Whilst admitting that it had a duty to protect Erasmus, the Municipality denied that Jack was acting in the course and scope of his employment when the incident occurred. The Municipality also claimed that it had taken all reasonable steps to protect Erasmus’s rights after the incident by confining Jack to its Klipplaat office with instructions not to contact Erasmus and by instituting disciplinary proceedings against him.
In order to determine if the Municipality should be held vicariously liable for Jack’s conduct, the court was required to consider whether there was a sufficiently close link between Jack’s unlawful conduct and the business of the Municipality.
The court was satisfied that Jack had acted in pursuit of his own salacious objectives when he assaulted Erasmus. However, the incident had occurred while Erasmus was at work rendering her services. Erasmus trusted Jack implicitly due to his position of authority. It was due to the nature of their employment relationship that the opportunity presented itself to Jack. Jack was given the authority to control the conditions under which Erasmus did her daily work. This included working with Erasmus closely, at times after hours, at the Municipal offices. It was the employment relationship which facilitated Jack’s actions.
Where an employer places an employee in a special position of trust, the employer bears the responsibility of ensuring that the employee is capable of trust.
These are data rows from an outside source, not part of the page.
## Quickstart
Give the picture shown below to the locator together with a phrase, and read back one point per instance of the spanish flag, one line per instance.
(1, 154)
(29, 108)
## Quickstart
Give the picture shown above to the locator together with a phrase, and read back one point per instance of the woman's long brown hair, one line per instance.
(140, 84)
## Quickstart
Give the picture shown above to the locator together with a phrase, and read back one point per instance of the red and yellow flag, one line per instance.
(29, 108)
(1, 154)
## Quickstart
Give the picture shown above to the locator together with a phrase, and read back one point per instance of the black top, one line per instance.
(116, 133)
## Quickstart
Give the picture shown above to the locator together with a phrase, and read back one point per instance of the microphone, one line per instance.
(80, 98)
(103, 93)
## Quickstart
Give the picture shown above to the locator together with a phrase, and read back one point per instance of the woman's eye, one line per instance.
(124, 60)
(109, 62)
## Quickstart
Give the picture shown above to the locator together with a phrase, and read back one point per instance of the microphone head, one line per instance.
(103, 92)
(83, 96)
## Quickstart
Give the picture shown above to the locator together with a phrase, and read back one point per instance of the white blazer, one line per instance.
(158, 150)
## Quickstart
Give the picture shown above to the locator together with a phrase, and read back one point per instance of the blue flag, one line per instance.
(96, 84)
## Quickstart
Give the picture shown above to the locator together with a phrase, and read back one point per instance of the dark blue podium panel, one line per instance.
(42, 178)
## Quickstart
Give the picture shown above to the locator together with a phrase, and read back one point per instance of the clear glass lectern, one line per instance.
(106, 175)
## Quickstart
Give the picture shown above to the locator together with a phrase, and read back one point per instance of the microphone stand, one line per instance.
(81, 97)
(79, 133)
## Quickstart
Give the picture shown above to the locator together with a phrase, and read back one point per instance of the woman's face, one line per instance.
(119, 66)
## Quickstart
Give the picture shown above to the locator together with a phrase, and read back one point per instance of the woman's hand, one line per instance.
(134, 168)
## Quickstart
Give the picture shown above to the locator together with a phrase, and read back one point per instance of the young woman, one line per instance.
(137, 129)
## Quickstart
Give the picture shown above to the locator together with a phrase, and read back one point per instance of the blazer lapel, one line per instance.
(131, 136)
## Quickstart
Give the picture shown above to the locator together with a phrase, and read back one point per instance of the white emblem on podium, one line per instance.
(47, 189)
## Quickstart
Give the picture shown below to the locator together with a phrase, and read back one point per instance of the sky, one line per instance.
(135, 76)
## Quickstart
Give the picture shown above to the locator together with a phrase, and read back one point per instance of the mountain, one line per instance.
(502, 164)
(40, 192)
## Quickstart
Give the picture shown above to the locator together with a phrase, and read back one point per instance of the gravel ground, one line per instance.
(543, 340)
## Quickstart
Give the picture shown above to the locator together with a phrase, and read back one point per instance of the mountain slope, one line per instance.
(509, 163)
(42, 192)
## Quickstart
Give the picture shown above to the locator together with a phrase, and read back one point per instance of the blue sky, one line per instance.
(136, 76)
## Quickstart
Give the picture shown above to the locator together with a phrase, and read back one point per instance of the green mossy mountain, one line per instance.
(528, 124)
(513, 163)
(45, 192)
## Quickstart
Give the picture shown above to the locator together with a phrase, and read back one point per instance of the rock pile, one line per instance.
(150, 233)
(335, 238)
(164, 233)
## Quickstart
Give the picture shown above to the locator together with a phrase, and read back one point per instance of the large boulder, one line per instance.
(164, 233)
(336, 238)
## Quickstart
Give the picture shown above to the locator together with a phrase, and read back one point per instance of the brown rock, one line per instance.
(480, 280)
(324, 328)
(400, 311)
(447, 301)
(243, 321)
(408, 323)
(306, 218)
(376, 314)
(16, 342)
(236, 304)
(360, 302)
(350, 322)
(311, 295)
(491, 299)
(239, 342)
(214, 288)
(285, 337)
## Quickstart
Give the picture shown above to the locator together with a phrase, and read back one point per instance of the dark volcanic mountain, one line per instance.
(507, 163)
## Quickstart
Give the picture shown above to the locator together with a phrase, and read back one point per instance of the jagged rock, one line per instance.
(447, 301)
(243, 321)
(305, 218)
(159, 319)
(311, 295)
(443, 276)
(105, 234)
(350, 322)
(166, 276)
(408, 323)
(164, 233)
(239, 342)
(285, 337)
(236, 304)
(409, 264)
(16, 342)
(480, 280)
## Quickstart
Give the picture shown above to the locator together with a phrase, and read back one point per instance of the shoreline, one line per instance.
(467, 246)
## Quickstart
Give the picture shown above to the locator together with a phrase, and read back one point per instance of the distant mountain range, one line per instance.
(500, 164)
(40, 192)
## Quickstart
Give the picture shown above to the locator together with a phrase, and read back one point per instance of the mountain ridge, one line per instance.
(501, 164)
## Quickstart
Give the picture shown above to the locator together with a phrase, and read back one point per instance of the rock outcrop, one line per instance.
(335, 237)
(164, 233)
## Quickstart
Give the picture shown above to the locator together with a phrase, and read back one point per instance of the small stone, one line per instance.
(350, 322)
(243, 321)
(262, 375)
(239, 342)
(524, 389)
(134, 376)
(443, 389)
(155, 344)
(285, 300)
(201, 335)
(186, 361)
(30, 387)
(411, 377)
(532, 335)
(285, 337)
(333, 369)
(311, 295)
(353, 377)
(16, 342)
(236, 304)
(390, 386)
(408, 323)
That trust “forged a causal link” between Jack’s position and the wrongful act.
The court held that Jack, through his actions, had infringed Erasmus’s human dignity, right to privacy and her bodily integrity.
While bearing in mind that it should guard against overzealous judicial reform, the court held that having regard to the objects of Section 39(2) of the Constitution, the common law should be developed and extended to accommodate holding the Municipality vicariously liable for Jack’s conduct. The court accordingly held that the Municipality and Jack were jointly and severally liable for Erasmus’s the damages as a result of her sexual assault.